At block 402, a first sub-network 210 of a model 105 may determine a first feature representation based on a first token contained in a text. The first feature representation indicates semantic information of the first token in the text.
At block 404, a second sub-network 220 of the model 105 may determine first attribute information associated with the first token based on the first feature representation. The first attribute information indicates a first attribute involved in the text.
At block 406, a third sub-network 230 of the model 105 may determine first rating information associated with the first token based on the first feature representation. The first rating information indicates a rating related to the first attribute.
In some embodiments, the text may further comprise a second token following the first token. Determining the first feature representation comprises: obtaining first status information associated with the first token, the first status information indicating a status of the first sub-network 210. The method 400 further comprises: determining, by the first sub-network 210, a second feature representation based on the second token and the first status information, the second feature representation indicating the semantic information of the second token in the text; determining, by the second sub-network 220, a second attribute information associated with the second token based on the second feature representation, the second attribute information indicating a second attribute involved in the text; and determining, by the third sub-network 230, a second rating information associated with the second token based on the second feature representation, the second rating information indicating a rating related to the second attribute.
In some embodiments, the second token may correspond to a last token in the text. The model 105 may further comprise a fourth sub-network 240. Determining the second feature representation comprises: obtaining second status information associated with the second token, the second status information indicating a status of the first sub-network 210. The method 400 further comprises: determining, by the fourth sub-network 240, domain information associated with the text, the domain information indicating a domain involved by the text.
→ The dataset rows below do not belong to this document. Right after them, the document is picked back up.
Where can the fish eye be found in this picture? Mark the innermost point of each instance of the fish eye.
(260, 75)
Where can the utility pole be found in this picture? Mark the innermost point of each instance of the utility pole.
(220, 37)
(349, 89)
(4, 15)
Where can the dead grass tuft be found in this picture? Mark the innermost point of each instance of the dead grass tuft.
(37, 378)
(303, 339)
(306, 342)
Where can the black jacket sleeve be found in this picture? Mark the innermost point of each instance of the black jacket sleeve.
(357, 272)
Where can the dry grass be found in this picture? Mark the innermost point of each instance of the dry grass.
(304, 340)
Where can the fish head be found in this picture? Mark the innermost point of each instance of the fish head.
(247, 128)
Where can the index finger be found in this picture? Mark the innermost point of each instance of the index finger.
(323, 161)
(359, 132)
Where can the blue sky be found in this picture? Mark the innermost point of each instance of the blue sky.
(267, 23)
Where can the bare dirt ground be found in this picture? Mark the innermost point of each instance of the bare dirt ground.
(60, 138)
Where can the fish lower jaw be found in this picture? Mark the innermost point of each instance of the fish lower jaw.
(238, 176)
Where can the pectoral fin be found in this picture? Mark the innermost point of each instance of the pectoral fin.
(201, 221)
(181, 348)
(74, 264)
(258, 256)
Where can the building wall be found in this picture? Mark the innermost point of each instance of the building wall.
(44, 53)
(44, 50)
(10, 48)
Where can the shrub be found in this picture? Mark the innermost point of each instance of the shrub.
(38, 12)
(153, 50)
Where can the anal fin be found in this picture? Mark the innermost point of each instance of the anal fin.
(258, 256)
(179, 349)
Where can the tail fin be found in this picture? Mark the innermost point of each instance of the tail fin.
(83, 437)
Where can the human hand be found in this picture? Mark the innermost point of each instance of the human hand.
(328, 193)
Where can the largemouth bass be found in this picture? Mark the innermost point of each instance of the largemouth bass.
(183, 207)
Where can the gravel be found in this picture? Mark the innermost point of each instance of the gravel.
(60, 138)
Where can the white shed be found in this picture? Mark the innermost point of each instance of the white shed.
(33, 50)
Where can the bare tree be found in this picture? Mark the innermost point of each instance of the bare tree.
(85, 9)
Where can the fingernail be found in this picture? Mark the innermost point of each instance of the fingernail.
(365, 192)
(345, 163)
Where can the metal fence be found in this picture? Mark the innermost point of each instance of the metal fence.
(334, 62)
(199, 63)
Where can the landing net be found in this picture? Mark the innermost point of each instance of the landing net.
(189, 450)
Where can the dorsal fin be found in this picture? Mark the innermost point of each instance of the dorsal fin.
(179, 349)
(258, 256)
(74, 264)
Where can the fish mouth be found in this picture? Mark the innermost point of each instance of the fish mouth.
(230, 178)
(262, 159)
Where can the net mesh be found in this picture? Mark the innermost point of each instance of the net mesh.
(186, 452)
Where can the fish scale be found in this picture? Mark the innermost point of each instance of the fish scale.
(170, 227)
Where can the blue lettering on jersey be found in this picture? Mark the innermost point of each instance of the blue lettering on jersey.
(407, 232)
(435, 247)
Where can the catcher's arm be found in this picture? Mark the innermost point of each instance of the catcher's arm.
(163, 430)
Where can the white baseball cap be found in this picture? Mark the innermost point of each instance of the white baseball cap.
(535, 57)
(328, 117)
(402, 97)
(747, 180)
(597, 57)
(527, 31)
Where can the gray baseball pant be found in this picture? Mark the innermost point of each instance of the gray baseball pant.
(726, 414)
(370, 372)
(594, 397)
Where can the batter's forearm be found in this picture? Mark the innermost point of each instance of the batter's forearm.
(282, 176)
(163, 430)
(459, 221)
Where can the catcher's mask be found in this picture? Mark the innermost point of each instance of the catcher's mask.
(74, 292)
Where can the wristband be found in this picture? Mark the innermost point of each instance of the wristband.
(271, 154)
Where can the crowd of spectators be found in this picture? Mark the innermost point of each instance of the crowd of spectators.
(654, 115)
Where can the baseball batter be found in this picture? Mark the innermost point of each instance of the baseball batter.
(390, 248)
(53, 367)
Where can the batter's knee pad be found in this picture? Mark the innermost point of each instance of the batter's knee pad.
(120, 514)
In some embodiments, the method 400 may further comprise: determining target attribute information associated with the text based on the first attribute information and the second attribute information, the target attribute information indicating a set of attributes involved in the text; and determining target rating information associated with the text based on the first rating information and the second rating information, the target rating information indicating a respective rating of each of the set of attributes.
In some embodiments, determining the first feature representation comprises: determining an embedding of the first token; and determining the first feature representation based on the embedding. In some embodiments, the embedding is pre-trained by a language model.
In some embodiments, the first sub-network 210 may comprise a long short-term memory (LSTM) unit. In some embodiments, the first sub-network 210 may comprise a bidirectional encoder representations from transformers (BERT) unit.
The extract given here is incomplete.